New Delhi bans 15-year-old cars from refuelling to help tackle city's pollution
01 Mar 2025
Office-goers walk amidst a dense layer of smog in New Delhi. File / AP
Cars more than 15 years old will soon be barred from refuelling in New Delhi, the city’s government said on Saturday, as part of measures to reduce the Indian capital’s hazardous pollution levels.
Diesel and petrol cars older than 10 and 15 years respectively are not allowed to ply on Delhi roads but many have been found flouting the rules.
Delhi’s environment minister Manjinder Singh Sirsa told reporters on Saturday that the decision to stop fuel for the old cars was made at a “marathon meeting” on air pollution to “find out the diseases and its remedies.”
“We have decided to stop giving fuel to vehicles more than 15 years old after March 31, 2025,” he said.
He said “gadgets” would be installed at petrol pumps to identify such vehicles.
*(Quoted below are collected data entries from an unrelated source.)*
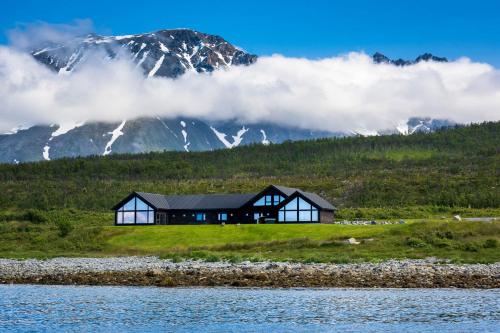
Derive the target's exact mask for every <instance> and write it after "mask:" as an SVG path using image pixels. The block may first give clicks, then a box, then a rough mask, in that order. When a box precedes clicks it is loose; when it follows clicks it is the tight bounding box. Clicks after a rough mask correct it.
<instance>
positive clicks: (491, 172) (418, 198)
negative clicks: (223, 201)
mask: <svg viewBox="0 0 500 333" xmlns="http://www.w3.org/2000/svg"><path fill="white" fill-rule="evenodd" d="M499 153H500V122H495V123H483V124H479V125H471V126H466V127H459V128H455V129H451V130H443V131H439V132H436V133H433V134H414V135H409V136H401V135H391V136H379V137H350V138H339V139H322V140H315V141H303V142H289V143H284V144H279V145H269V146H263V145H252V146H246V147H238V148H235V149H231V150H229V149H224V150H217V151H212V152H198V153H184V152H158V153H149V154H142V155H112V156H107V157H88V158H74V159H62V160H56V161H50V162H38V163H25V164H19V165H10V164H2V165H0V209H2V210H4V211H5V210H13V211H16V210H22V209H31V208H36V209H41V210H52V209H60V208H73V209H83V210H93V211H107V210H109V209H110V207H111V206H112V205H113V204H114V203H116V202H117V201H118V200H119V199H121V198H122V197H124V196H125V195H126V194H128V193H129V192H131V191H134V190H136V191H148V192H159V193H165V194H173V193H176V194H183V193H216V192H224V193H232V192H258V191H259V190H261V189H262V188H264V187H265V186H267V185H268V184H270V183H274V184H281V185H286V186H293V187H299V188H302V189H304V190H308V191H314V192H317V193H319V194H321V195H323V196H324V197H325V198H327V199H328V200H330V201H331V202H332V203H333V204H334V205H336V206H337V207H339V208H346V207H354V208H357V207H360V208H363V209H365V211H366V209H368V208H372V209H373V212H379V213H380V214H382V215H384V214H385V215H388V216H385V217H388V218H389V217H400V216H401V212H402V211H406V212H407V213H406V215H411V216H408V217H415V214H417V215H419V214H420V215H422V214H423V215H424V216H425V215H426V214H431V215H432V214H434V215H435V214H440V212H447V213H449V212H451V211H454V210H460V209H469V208H470V209H484V208H493V209H497V208H499V207H500V187H499V182H500V181H499V180H500V171H499V170H500V154H499ZM415 207H416V208H415ZM363 209H360V210H357V211H355V212H354V213H353V214H354V215H355V214H358V215H359V217H363V215H366V214H364V213H363V212H364V211H363ZM377 209H378V210H377ZM344 212H347V213H349V212H351V213H352V212H353V210H344ZM422 212H423V213H422ZM340 214H342V211H341V212H340ZM349 214H350V213H349ZM349 214H348V215H349ZM353 214H351V215H353ZM354 215H353V216H354ZM403 215H405V214H403ZM383 217H384V216H383ZM416 217H418V216H416Z"/></svg>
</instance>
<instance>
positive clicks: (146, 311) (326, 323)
mask: <svg viewBox="0 0 500 333" xmlns="http://www.w3.org/2000/svg"><path fill="white" fill-rule="evenodd" d="M0 331H2V332H26V331H30V332H32V331H43V332H47V331H58V332H60V331H71V332H75V331H79V332H151V331H155V332H156V331H167V332H170V331H175V332H328V331H344V332H350V331H363V332H380V331H384V332H412V331H413V332H437V331H439V332H440V333H442V332H469V331H470V332H472V331H474V332H498V331H500V290H499V289H496V290H470V289H469V290H459V289H234V288H173V289H168V288H156V287H91V286H35V285H0Z"/></svg>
Sirsa said other decisions taken include turning barren land into “new forests” and getting university students involved in planting.
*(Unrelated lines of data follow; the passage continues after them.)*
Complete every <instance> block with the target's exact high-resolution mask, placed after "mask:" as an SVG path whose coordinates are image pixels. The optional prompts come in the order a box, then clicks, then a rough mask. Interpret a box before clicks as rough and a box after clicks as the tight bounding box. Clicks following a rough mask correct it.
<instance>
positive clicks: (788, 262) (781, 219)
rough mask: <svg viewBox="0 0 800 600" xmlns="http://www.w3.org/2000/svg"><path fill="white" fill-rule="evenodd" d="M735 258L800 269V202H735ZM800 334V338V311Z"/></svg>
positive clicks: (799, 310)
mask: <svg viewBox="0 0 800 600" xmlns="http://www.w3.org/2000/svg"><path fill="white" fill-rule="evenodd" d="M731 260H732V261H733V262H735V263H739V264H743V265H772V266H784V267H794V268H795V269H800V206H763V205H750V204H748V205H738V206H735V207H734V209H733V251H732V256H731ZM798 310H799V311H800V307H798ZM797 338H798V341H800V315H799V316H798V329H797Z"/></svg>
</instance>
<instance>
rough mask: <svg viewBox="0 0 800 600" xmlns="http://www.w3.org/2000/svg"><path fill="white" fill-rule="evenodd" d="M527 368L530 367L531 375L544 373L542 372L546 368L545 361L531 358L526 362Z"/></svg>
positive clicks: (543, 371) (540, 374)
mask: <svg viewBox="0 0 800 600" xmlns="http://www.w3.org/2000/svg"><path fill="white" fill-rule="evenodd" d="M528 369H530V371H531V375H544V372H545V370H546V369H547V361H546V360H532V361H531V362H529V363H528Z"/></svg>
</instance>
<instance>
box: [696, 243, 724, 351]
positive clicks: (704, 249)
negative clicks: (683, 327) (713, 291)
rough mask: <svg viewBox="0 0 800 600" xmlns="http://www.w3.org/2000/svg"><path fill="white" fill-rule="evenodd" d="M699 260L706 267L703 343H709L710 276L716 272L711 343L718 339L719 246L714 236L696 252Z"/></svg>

An aerial view of traffic jam in an area of New Delhi. Photo: X
He also said the government would make it mandatory for high rises, hotels and Delhi airport to install anti-smog guns and gadgets to control pollution.
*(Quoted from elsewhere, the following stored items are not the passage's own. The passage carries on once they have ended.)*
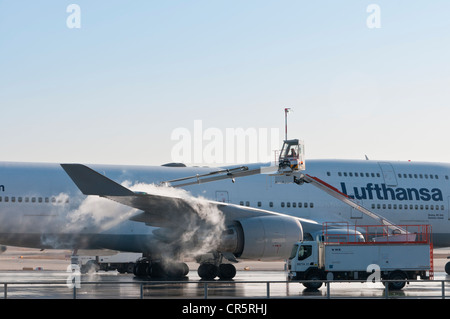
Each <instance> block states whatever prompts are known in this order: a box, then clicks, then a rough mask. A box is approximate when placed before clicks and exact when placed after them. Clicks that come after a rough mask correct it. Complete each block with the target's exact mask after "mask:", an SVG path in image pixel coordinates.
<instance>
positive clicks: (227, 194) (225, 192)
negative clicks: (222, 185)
mask: <svg viewBox="0 0 450 319" xmlns="http://www.w3.org/2000/svg"><path fill="white" fill-rule="evenodd" d="M216 201H218V202H222V203H229V202H230V198H229V196H228V192H227V191H216Z"/></svg>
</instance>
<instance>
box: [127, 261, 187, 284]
mask: <svg viewBox="0 0 450 319" xmlns="http://www.w3.org/2000/svg"><path fill="white" fill-rule="evenodd" d="M188 273H189V267H188V265H186V264H185V263H183V262H173V263H172V262H170V263H167V262H162V261H158V260H150V259H148V258H147V257H142V258H139V259H138V260H137V261H136V264H135V266H134V269H133V274H134V275H135V276H136V277H139V278H152V279H161V278H171V279H172V278H173V279H179V278H183V277H186V276H187V274H188Z"/></svg>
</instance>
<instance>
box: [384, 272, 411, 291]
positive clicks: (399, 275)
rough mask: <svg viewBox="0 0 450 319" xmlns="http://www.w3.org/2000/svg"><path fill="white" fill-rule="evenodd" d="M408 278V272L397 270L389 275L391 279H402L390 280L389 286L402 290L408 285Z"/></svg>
mask: <svg viewBox="0 0 450 319" xmlns="http://www.w3.org/2000/svg"><path fill="white" fill-rule="evenodd" d="M406 279H408V277H407V276H406V274H405V273H404V272H401V271H395V272H393V273H392V274H390V275H389V280H400V281H391V282H389V283H388V284H389V286H388V288H389V289H390V290H401V289H403V287H405V285H406V281H405V280H406Z"/></svg>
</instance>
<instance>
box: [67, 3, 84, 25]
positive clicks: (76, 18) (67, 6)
mask: <svg viewBox="0 0 450 319" xmlns="http://www.w3.org/2000/svg"><path fill="white" fill-rule="evenodd" d="M66 12H67V13H70V14H69V16H68V17H67V19H66V26H67V27H68V28H69V29H80V28H81V8H80V6H79V5H78V4H69V5H68V6H67V8H66Z"/></svg>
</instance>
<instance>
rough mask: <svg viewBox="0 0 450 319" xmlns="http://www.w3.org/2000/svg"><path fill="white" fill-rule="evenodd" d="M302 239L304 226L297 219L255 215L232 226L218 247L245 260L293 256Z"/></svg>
mask: <svg viewBox="0 0 450 319" xmlns="http://www.w3.org/2000/svg"><path fill="white" fill-rule="evenodd" d="M302 239H303V229H302V226H301V224H300V222H299V221H298V220H297V219H294V218H291V217H283V216H262V217H251V218H245V219H240V220H237V221H235V222H234V224H233V225H231V226H230V227H228V229H227V231H226V232H225V233H224V235H223V237H222V243H221V245H220V247H219V249H218V250H219V251H222V252H229V253H233V254H234V255H235V256H236V257H238V258H241V259H257V260H266V261H269V260H282V259H286V258H288V257H289V255H290V252H291V250H292V246H293V244H294V243H296V242H298V241H300V240H302Z"/></svg>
The Minister said the government has also formed a special team to identify vehicles that are older than 15 years and coordinate measures to prevent their entry into the city.
He said the special focus will be on diesel vehicles entering Delhi from other states.
New Delhi is regularly ranked as one of the most polluted cities in the world and is blanketed in acrid smog each year.
The pollution is primarily blamed on agricultural burning by nearby farmers to clear their fields for ploughing, as well as factories and traffic fumes.
Cooler temperatures and slow-moving winds worsen the situation by trapping deadly pollutants each winter.
The public health crisis has grown steadily worse over the years and weeks-long school closures across the capital, aimed at shielding vulnerable children from the harmful air, are now an annual occurrence.
At the peak of the smog, levels of PM2.5 pollutants - dangerous cancer-causing microparticles small enought to enter the bloodstream through the lungs - surged to more than 60 times the World Health Organisation’s recommended daily maximum.